L’édito – Quand ils se déchirent sur le dos de Johnny

L’édito – Quand ils se déchirent sur le dos de Johnny

La France toute entière s’est émue face à la mort de celui qu’elle a toujours vu comme ce bel adolescent, éternelle idole des jeunes. Un concert de louanges et de remerciements, souvent sincères, parfois hypocrites et politiques s’est élevé, créant une rare quasi-unanimité dans le pays. A moins que ceux qui ne partageaient pas l’engouement collectif aient préféré garder un silence pudique et décent.

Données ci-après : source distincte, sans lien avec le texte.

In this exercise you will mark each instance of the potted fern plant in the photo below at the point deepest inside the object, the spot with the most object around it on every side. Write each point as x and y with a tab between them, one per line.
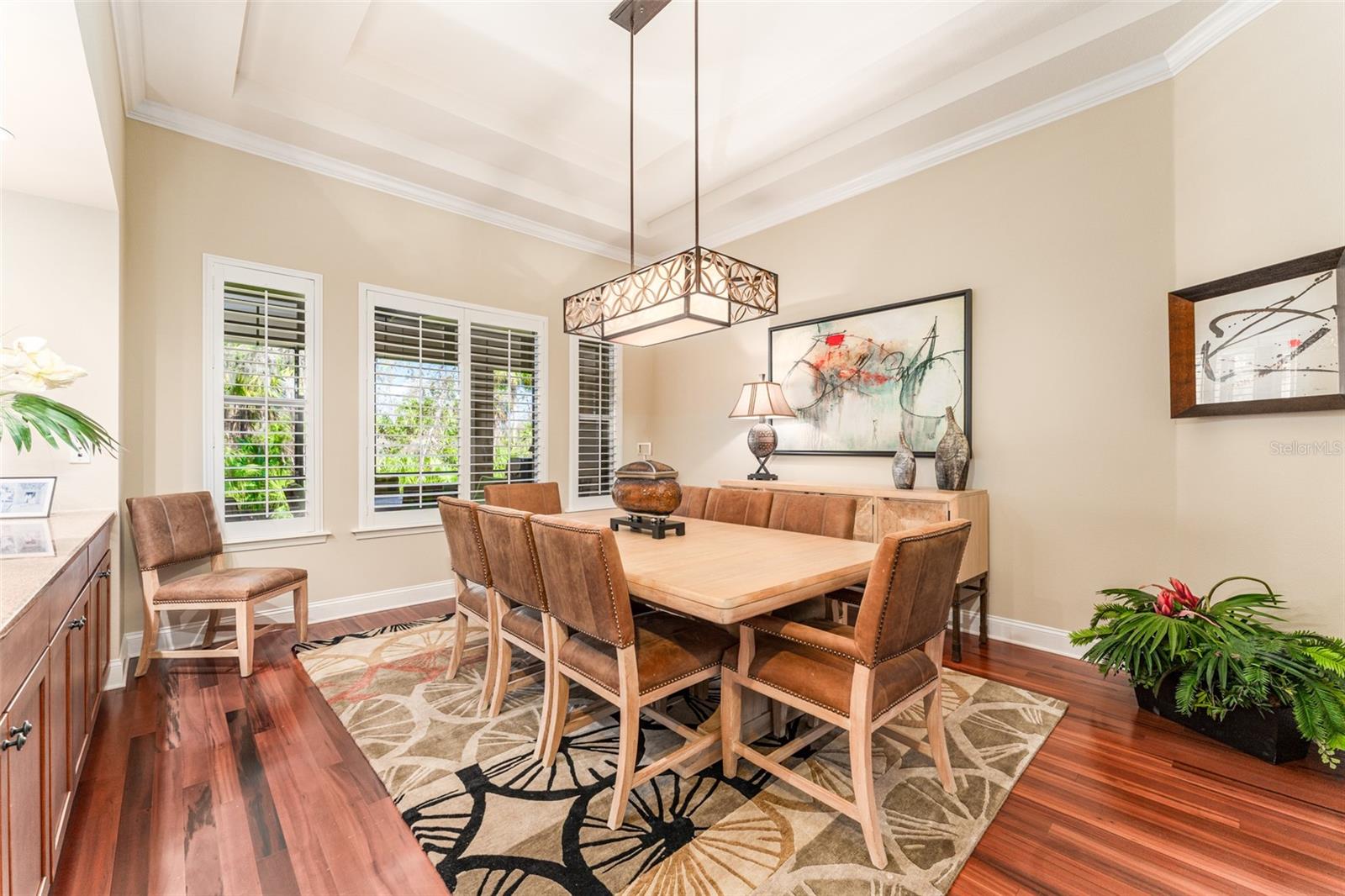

Pourquoi, le tumultueux Johnny Hallyday a-t-il ainsi déchaîné la passion d’un peuple, ou plutôt d’une génération ? Chacun y est allé de son explication, somme toute jamais pleinement satisfaisante. Les témoignages recueillis d’anonymes comme de célébrités ne forment pas un tout aussi homogène que le concert d’hommages. Et au fond cela importe-t-il vraiment ?

On sent, en revanche, à parcourir les réseaux sociaux, que le rockeur est déjà récupéré pour des causes diverses et parfois antagonistes, chacun tentant de profiter de l’émotion générale pour mettre en avant la facette du chanteur qui permettrait de mieux « vendre » ses propres idées. Écartelé après sa mort comme on bradait en son temps les reliques de Claude François, Johnny Hallyday rassemblait en lui de si nombreux contrastes qu’il n’est pas étonnant qu’on ait « tous en nous quelque chose de lui ».

Pourtant, au-delà de cette unité bigarrée dont personne ne voudrait avouer déchirer le blouson de cuir, ils ont trouvé le moyen de se déchirer sur son dos. Les ayatollahs de la laïcité ont révélé leurs propres divisions et malaises, face à une cérémonie religieuse qu’il leur était impossible d’éviter. Priver le héros (pour reprendre Emmanuel Macron) d’une célébration qu’il souhaitait risquait de transformer la ferveur populaire en pugilat des sondages. Le président qui repose le goupillon, Mélenchon qui vomit son fanatisme, la presse qui condamne ceux qui ont été un peu trop ostentatoires et les catholiques qui s’émeuvent de ce  non-respect, voilà le triste spectacle que le fanatisme laïc n’est plus capable d’éviter, malgré la décence revendiquée autour du cercueil blanc.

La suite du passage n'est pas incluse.